Slight upward adjustment to average EPS forecasts
On the surface, Flour Mills of Nigeria’s (FMN) Q2 2020 results (end-Sep) appear decent.
PBT for the quarter grew marginally by 1% to N3.1bn and was in line with our forecast of N3.2bn.
That said, a deeper analysis of the numbers suggests that future earnings will come under more pressure relative to previous quarters.
To put this in perspective, the food business (60-65% of group sales) recorded a -94% y/y drop in PBT to N175m, fueled by elevated global wheat prices and cutthroat competition in the domestic flour space.
As a result of these challenges, overall volumes declined by -1% y/y.
The impact of these on group profitability was however lessened by marked improvements in the sugar (+31% Q2 PBT growth y/y) and agro-allied businesses (-N135m vs. -N1.2bn in Q2 2018).

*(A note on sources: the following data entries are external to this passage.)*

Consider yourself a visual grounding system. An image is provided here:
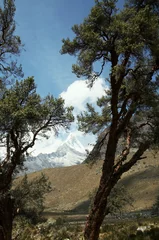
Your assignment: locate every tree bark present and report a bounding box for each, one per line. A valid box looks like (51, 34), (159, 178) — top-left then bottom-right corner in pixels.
(84, 141), (149, 240)
(84, 170), (119, 240)
(0, 194), (14, 240)
(84, 121), (119, 240)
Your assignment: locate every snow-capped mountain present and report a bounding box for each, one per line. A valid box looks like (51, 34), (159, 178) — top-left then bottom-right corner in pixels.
(24, 134), (86, 173)
(64, 133), (86, 153)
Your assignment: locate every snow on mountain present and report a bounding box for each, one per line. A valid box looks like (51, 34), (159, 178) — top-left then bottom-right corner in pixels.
(24, 134), (87, 173)
(64, 133), (86, 153)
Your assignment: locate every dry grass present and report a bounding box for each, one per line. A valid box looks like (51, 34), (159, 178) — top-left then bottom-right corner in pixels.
(16, 151), (159, 213)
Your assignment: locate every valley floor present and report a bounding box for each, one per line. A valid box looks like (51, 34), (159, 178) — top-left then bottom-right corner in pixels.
(12, 214), (159, 240)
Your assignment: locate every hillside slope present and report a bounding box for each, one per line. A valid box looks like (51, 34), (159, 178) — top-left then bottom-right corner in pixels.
(21, 151), (159, 213)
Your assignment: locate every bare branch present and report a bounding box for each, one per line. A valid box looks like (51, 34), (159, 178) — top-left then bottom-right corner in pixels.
(113, 128), (131, 172)
(114, 141), (150, 178)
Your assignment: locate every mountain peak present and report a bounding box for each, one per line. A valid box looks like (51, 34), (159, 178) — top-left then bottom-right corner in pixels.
(64, 133), (86, 154)
(24, 133), (86, 173)
(66, 133), (76, 141)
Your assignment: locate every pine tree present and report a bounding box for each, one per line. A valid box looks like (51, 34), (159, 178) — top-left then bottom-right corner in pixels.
(61, 0), (159, 239)
(0, 0), (23, 83)
(0, 77), (74, 240)
(0, 2), (74, 239)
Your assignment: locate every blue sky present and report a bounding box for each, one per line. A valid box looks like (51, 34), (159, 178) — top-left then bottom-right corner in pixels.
(12, 0), (125, 154)
(14, 0), (124, 97)
(15, 0), (95, 97)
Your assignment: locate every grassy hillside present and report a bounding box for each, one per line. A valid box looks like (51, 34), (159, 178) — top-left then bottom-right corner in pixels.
(20, 151), (159, 213)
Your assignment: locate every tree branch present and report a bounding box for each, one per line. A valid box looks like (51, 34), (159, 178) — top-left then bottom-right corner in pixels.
(113, 141), (150, 178)
(114, 128), (131, 172)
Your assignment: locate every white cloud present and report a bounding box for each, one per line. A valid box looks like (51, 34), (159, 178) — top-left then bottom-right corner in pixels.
(32, 78), (106, 155)
(30, 130), (63, 156)
(60, 77), (106, 113)
(59, 77), (106, 148)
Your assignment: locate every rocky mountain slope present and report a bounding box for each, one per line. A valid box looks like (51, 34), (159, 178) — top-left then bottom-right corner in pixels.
(24, 134), (86, 173)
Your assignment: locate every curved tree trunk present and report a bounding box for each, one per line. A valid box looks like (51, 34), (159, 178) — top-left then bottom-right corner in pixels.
(0, 194), (14, 240)
(84, 172), (118, 240)
(84, 141), (149, 240)
(84, 118), (119, 240)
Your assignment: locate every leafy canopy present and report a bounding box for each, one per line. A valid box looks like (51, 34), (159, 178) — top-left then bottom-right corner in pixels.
(0, 0), (23, 82)
(61, 1), (159, 238)
(89, 184), (133, 216)
(61, 0), (159, 150)
(0, 77), (74, 191)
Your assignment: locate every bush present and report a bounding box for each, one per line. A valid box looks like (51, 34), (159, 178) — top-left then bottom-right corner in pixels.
(89, 184), (133, 216)
(12, 173), (52, 224)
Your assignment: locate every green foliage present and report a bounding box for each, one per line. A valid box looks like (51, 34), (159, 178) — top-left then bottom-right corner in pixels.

Sugar earnings were boosted by price increases implemented in Q1. PBT for the group ex-flour was also largely underpinned by the government’s border closure.
The ensuing declines in supplies of smuggled sugar and imported rice fed through positively to sugar and pasta (typically seen as a substitute for rice) sales.
However, over the coming quarters, struggles from flour will be the major obstacle to growth. Indeed, BUA Group recently established a 500,000MT flour refining plant.
Further compounding FMN’s woes, food giant Olam’s ramp-up in capacity via its acquisition of Dangote Flour Mills potentially strengthens the former’s competitive edge.
Nevertheless, we have left our 2020E sales forecast unchanged because flour losses will likely be offset by strong growth delivered by the other key segments.
However, there are clear indications that the borders will not remain closed indefinitely. As such, with tailwinds from non-flour segments expected to ease off post-2020E, we have made 7-10% cuts to our 2021-22E sales.
The only positive adjustment we have made is a -13% average cut to our 2020-22E interest expense forecast on the back of an improved debt profile.
Our 2020-22E average EPS forecasts are higher by around 3%, driven by cheaper borrowing costs but our price target is up 10% to N21.0 because we rolled over our valuation to 2021.
Our new price target implies a potential upside of 29%. Despite the upside, we are retaining our Neutral recommendation on the stock given the persistent headwinds in flour.
Earnings lifted by decline in interest expense
PBT for Q2 was driven by a -14% y/y decline in interest charge and 38bp wider gross margin, but weighed down by a 14% y/y increase in opex.
Sequentially, PBT declined by -43% q/q due to a -97bp gross margin and a 24% q/q increase in opex.
Relative to our forecasts, gross margin was 25bps wider, while interest expense surprised positively by -23%.
PBT was still slightly behind our forecast by -2% because opex missed by 15%.